Mifid II asks fund managers to decide whether to pay for research themselves, through their own balance sheet, or to charge investors through a research payment account.
Scrimgeour says: “We’ve had a programme in place for a very long time working towards the date [of Mifid II implementation]. We are doing everything we can to be ready. With regards to research commission, we’ve been going through a process and we are going to be talking to clients shortly.”
When it comes to responding to what the UK regulator wants, in particular on what is included in the FCA asset management market study final report, Scrimgeour says the company is “in a reasonable position”.
She also says it is “appropriate” that the regulator is looking at platforms and other parts of the value chain, not just fund managers.
“We are supportive of many initiatives the FCA has suggested. We had non-executive directors at the board for a number of years, and we also have a non-executive director who is very focused on the customers to make sure we are held to account on our responsibilities.
“It is also good to see the FCA is looking at the whole value chain, not just asset managers. I do not know how it will all end up but, when we come out of this, it is good to have considered all aspects and how they impact consumers.”
What’s the best bit of advice you’ve received in your career?
To be open to change and see it as an opportunity.
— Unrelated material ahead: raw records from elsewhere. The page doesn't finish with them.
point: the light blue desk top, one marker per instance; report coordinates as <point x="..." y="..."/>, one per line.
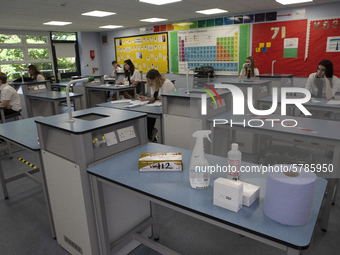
<point x="322" y="102"/>
<point x="305" y="127"/>
<point x="243" y="82"/>
<point x="174" y="188"/>
<point x="107" y="87"/>
<point x="194" y="93"/>
<point x="105" y="117"/>
<point x="52" y="95"/>
<point x="275" y="75"/>
<point x="147" y="109"/>
<point x="23" y="132"/>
Being flexible and responsive to change led me to take on challenges outside of my comfort zone which have been some of the most important steps in my career.
What keeps you awake at night?
What has had the most significant impact on financial advice in the last year?
The increase in asset management consolidation is reducing the choice for advisers, leading to an increase in use of discretionary fund management, multi-asset, model portfolios and central investment propositions in the search for solutions based on outcomes over benchmark.
If I was in charge of the FCA for a day I would…?
Encourage the recruitment of industry veterans as senior advisers to supplement FCA knowledge and enhance trust between the regulator and firms.
Any advice for new advisers?
Be passionate about what you do and use specialists where appropriate.